For a specific point, how do I calculate the temperature gradient ?
 A: Ideally in this scenario, you would not have the data just at the mesh points, but would rather be doing some kind of a finite element type construction, which would give you the temperature as a function on each mesh element. Then the gradient would be given as part of the profile (i.e. you could analytically differentiate at every point except perhaps points on the boundary of a mesh element).
The next best thing would be data points on a regular mesh. Then you could approximate the partial derivatives directly, and assemble them into the gradient vector.
Since you don't even have that, you can do the following. At a mesh point $x$, find three nearby mesh points $x_1,x_2,x_3$. Then $\frac{f(x)-f(x_i)}{\| x-x_i \|}$ should be approximately the directional derivative of $f$ at $x$ in the direction $x-x_i$. That directional derivative is exactly $\nabla f(x) \cdot \frac{x-x_i}{\| x-x_i \|}$.
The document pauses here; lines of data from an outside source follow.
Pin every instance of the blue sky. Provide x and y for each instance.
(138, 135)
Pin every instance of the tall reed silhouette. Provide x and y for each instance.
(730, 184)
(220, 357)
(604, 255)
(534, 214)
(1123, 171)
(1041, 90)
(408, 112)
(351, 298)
Now assume for numerical purposes that
$$f(x)-f(x_i)=\nabla f(x) \cdot (x-x_i).$$ 
This is a system of three linear scalar equations in three scalar unknowns (namely the components of $\nabla f(x)$). Provided the $x-x_i$ are linearly independent, it has a unique solution, so you can solve it in principle. Depending on how irregular your mesh is, you could have issues with numerical instability.